Fig. 2 is a schematic structural view of a vehicle steering automatic early warning device according to an embodiment of the present invention. As shown in the figure, the invention also provides an automatic vehicle steering early warning device 200. The automatic vehicle steering early warning device 200 is used for implementing the automatic vehicle steering early warning method, and mainly comprises an acquisition unit 201, a prediction unit 202, a judgment unit 203 and a triggering unit 204.
Wherein the acquisition unit 201 is configured to acquire the vehicle surrounding environment data and the own vehicle speed;
the prediction unit 202 calculates a first parameter V for characterizing the average speed difference of adjacent lanes based on the vehicle surrounding environment data and the own vehicle speed _neighbour (t c ) Second parameter Signal (t) c ) Third parameter P for characterizing active steering trend _action (t c ) For the first parameter V _neighbour (t c ) Second parameter Signal (t c ) Third parameter P _action (t c ) After normalization processing, weights of the first to third parameters are configured, and the steering probability P (t c ):
P(t c )=m 1 ×V _neighbour (t c )+m 2 ×Signal(t c )+m 3 ×P _action (t c );
Wherein t is c Representing the current moment, wherein m1, m2 and m3 are weight coefficients;
the judging unit 203 is configured to judge whether the steering probability of the own vehicle reaches a set threshold;
the triggering unit 204 is configured to determine whether the distance from the vehicle to the intersection meets a preset condition, and if yes, trigger a steering warning.

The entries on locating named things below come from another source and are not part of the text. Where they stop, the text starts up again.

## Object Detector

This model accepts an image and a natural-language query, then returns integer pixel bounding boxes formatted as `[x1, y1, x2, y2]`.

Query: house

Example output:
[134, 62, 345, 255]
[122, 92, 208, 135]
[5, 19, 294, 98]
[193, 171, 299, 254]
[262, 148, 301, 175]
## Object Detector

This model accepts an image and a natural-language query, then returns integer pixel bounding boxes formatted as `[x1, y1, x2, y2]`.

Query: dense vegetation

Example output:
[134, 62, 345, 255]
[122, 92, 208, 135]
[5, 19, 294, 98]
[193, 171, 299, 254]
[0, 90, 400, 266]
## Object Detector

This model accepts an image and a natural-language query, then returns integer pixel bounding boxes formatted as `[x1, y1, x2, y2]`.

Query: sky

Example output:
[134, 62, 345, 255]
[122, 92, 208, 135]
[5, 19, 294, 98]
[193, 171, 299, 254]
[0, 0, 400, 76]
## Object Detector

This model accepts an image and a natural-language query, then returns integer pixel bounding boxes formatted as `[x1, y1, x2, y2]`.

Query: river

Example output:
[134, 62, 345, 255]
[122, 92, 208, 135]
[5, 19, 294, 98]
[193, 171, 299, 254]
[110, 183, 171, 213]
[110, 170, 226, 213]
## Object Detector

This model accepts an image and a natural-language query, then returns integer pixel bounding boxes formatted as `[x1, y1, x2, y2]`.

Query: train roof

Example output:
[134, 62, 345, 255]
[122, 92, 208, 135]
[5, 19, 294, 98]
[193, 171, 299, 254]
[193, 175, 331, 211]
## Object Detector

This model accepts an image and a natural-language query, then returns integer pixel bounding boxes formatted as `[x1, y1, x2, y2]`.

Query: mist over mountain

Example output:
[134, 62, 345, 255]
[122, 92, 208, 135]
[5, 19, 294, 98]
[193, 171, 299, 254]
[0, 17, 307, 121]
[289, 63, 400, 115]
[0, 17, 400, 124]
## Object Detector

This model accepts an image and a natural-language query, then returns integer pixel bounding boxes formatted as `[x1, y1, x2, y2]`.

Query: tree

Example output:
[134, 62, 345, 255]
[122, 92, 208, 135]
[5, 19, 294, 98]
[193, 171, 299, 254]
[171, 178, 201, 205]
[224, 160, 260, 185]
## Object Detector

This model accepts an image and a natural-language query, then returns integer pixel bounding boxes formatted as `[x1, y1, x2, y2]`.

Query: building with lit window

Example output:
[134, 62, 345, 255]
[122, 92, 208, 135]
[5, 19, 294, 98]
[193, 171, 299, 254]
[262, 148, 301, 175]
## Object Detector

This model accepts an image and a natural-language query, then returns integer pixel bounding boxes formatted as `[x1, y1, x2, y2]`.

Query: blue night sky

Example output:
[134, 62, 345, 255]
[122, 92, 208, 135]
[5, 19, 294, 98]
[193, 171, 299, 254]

The invention also provides automatic vehicle steering early warning equipment, which comprises a memory, a processor and a computer program stored on the memory and capable of running on the processor, wherein the processor executes the computer program to realize the steps of any one of the automatic vehicle steering early warning methods.

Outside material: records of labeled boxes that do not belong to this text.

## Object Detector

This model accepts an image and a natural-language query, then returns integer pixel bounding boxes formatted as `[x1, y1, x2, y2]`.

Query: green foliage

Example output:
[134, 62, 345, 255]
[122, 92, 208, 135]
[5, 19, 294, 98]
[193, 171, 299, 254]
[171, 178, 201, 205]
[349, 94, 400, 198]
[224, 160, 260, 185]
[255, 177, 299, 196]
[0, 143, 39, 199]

The invention also provides a computer readable storage medium having stored thereon a computer program which when executed by a processor performs the steps of any of the foregoing methods for automatic early warning of vehicle steering.
The specific implementation manner and technical effects of the vehicle steering automatic early warning device, the vehicle steering automatic early warning equipment and the computer readable storage medium can be referred to the embodiment of the vehicle steering automatic early warning method provided by the invention, and are not repeated here.
The vehicle steering automatic early warning method, the device, the equipment and the readable storage medium provided by the invention have the following advantages:
(1) The steering early warning system solves the problem that in the prior art, the steering early warning mechanism highly depends on the information of the vehicle steering lamp, acquires the surrounding environment data of the vehicle and the speed of the own vehicle in advance, realizes the active steering early warning function, and accordingly triggers steering early warning and improves safe steering.
(2) The method and the device solve the problem that in the prior art, the operation of observing the blind area condition by manually switching the large screen display is needed, and the more autonomous and more automatic vehicle steering blind area early warning is realized.
Those of skill would further appreciate that the various illustrative logical blocks, modules, circuits, and algorithm steps described in connection with the embodiments disclosed herein may be implemented as electronic hardware, computer software, or combinations of both. To clearly illustrate this interchangeability of hardware and software, various illustrative components, blocks, modules, circuits, and steps have been described above generally in terms of their functionality. Whether such functionality is implemented as hardware or software depends upon the particular application and design constraints imposed on the overall system. Skilled artisans may implement the described functionality in varying ways for each particular application, but such implementation decisions should not be interpreted as causing a departure from the scope of the present invention.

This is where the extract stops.